Home » » PERKAWINAN CAMPURAN

PERKAWINAN CAMPURAN

Written By Aflach Perdana Putra on Rabu, 19 Januari 2011 | 20.26


PERKAWINAN CAMPURAN

A.     Pengertian Perkawinan Campuran
Dalam RUUP yang diakukan oleh pemerintah kepada DPR untuk dibahas, termuat rancangan rumusan dan ketentuan-ketentuan tentang perkawinan campuran dalam Bab XIII Bagian Keempat[1]. Dalam RUUP Pasal 64 dirumuskan pengertian perkawinan campuran sebagai berikut: “Yang dimaksud dengan perkawinan campuran dalam Undang-Undang ini ialah perkawinan antara dua orang yang di Indonesia tunduk pada hukum yang berlainan, karena perbedaan kewarganegaraan dan salah satu pihak warga negara Indonesia”. Selanjutnya dirumuskan Pasal 64 berbunyi: “Dengan demikian di Indonesia hanya dikenal perkawinan campuran karena perbedaan kewarganegaraan”

B.     Pengaturan Perkawinan Campuran
UUP memakai istilah “perkawinan campuran”: dalam Bab XII Bagian Ketiga, dengan pengertian sebagai tertuang dalam Pasal 57. Sesuai dengan UUD 1945 (Pembukaan alinea keempat, kebebasan beragama sebagai tercantum dalam Pasal 29 ayat (2), adanya pluralitas agama dan pluralitas hukum perkawinan, maka perkawinan campuran dalam negara berdasar Pancasila disebabkan oleh bertemunya dua atau lebih sistem hukum perkawinan yang berlainan. Kemudian keberlainannya hukum perkawinan tersebut dapat disebabkan oleh berlainan kewarganegaraan akibat ada unsur asing atau berlainan hukum perkawinan agama akibat pasangan pengantin masing-masing menganut agama yang berbeda. Disebut “perkawinan campuran” atau “perkawinan campur”, atau “kawin campur”[2] karena “bercampurnya” atau “bertemunya” dua sistem hukum yang berlainan. Jadi, yang menjadi masalah adanya dua atau lebih sistem hukum perkawinan yang berlainan.[3]
Undang-Undang Nomor 1 Tahun 1974 mengatur perkawinan campuran secara tersendiri. Terinci sampai pelaksanaan dan pencatatan serta akibat hukumnya. Ketentuan tersebut dilengkapi dengan peraturan hukum lama yang masih berlaku sebagaimana ditentukan oleh Pasal 66.[4] Dengan adanya ketentuan UUP dan peraturan pelaksanaannya, maka ketentuan peraturan perkawinan campuran lama (GHR) dinyatakan tidak berlaku sejauh UUP atau peraturan pelaksanaannya telah mengatur.
Oleh karena itu, tidak ada gambaran bahwa pengaturan UUP tentang PC tidak lengkap dan masih memerlukan Undang-Undang lain atau peraturan pelaksanaan.
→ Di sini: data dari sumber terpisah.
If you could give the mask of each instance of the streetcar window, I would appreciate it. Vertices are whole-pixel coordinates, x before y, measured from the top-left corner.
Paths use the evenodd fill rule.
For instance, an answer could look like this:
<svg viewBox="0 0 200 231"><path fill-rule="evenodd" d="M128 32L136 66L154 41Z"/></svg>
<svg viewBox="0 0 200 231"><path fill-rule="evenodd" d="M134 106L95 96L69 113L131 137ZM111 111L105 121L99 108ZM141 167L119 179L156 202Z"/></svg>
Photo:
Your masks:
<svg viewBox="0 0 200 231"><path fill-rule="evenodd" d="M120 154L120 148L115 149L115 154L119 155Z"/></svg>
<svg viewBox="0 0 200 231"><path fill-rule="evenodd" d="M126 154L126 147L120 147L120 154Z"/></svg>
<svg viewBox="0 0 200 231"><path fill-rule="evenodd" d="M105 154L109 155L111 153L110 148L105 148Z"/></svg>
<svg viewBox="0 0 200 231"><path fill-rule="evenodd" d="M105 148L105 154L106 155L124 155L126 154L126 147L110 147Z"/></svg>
Artinya, UUP sebagai pengganti peraturan perundangan lama memuat pengaturan yang lengkap, karenanya tidak ada vakum hukum. Dalam kerangka sosialisasi UUP, berlaku peraturan lama sepanjang hal tersebut diatur olehnya dan oleh peraturan pelaksanaannya (Pasal 66 UUP jo. Pasal 47 PP Nomor 9 Tahun 1975). Kedua ketentuan tersebut menyatakan bahwa pada dasarnya ketentuan hukum lama tidak berlaku lagi sepanjang materi hukumnya telah diatur oleh UUP dan oleh peraturan pelaksanaannya. Sedang yang belum diatur oleh UUP dan peraturan pelaksanaannya masih berlaku. Dengan demikian, tidak ada vakum hukum, tidak perlu pengaturan tersendiri ataupun memberlakukan seluruh pasal GHR produk peraturan perundangan kolonial Belanda.
Pengaturan perkawinan campuran dalam Pasal 57 sampai dengan pasal 62 UUP tersebut merupakan satu kesatuan sistematika dalam sistem hukum perkawinan nasional. Ketentuan Pasal 2 ayat (1) UUP menyatakan bahwa setiap perkawinan harus dilaksanakan menurut ketentuan hukum agama. Dengan demikian, di Indonesia terdapat pluralitas hukum perkawinan.[5] Hal tersebut mengharuskan negara mengatur perkawinan campuran HATAH intern, yang mengatur perkawinan campuran antara orang Indonesia yang berbeda hukum perkawinannya. Di samping mengatur perkawinan campuran antara WNI dengan WNA.
Dari segi pengaturan ketentuan Pasal 66 UUP menimbulkan pertanyaan: Apakah ketentuan hukum yang tidak berlaku lagi itu hanya ketentuan tentang perkawinan saja, atau termasuk ketentuan tentang hal lain tentang putusnya perkawinan dan alasan perceraian? Tentang putusnya perkawinan ada dua pendapat.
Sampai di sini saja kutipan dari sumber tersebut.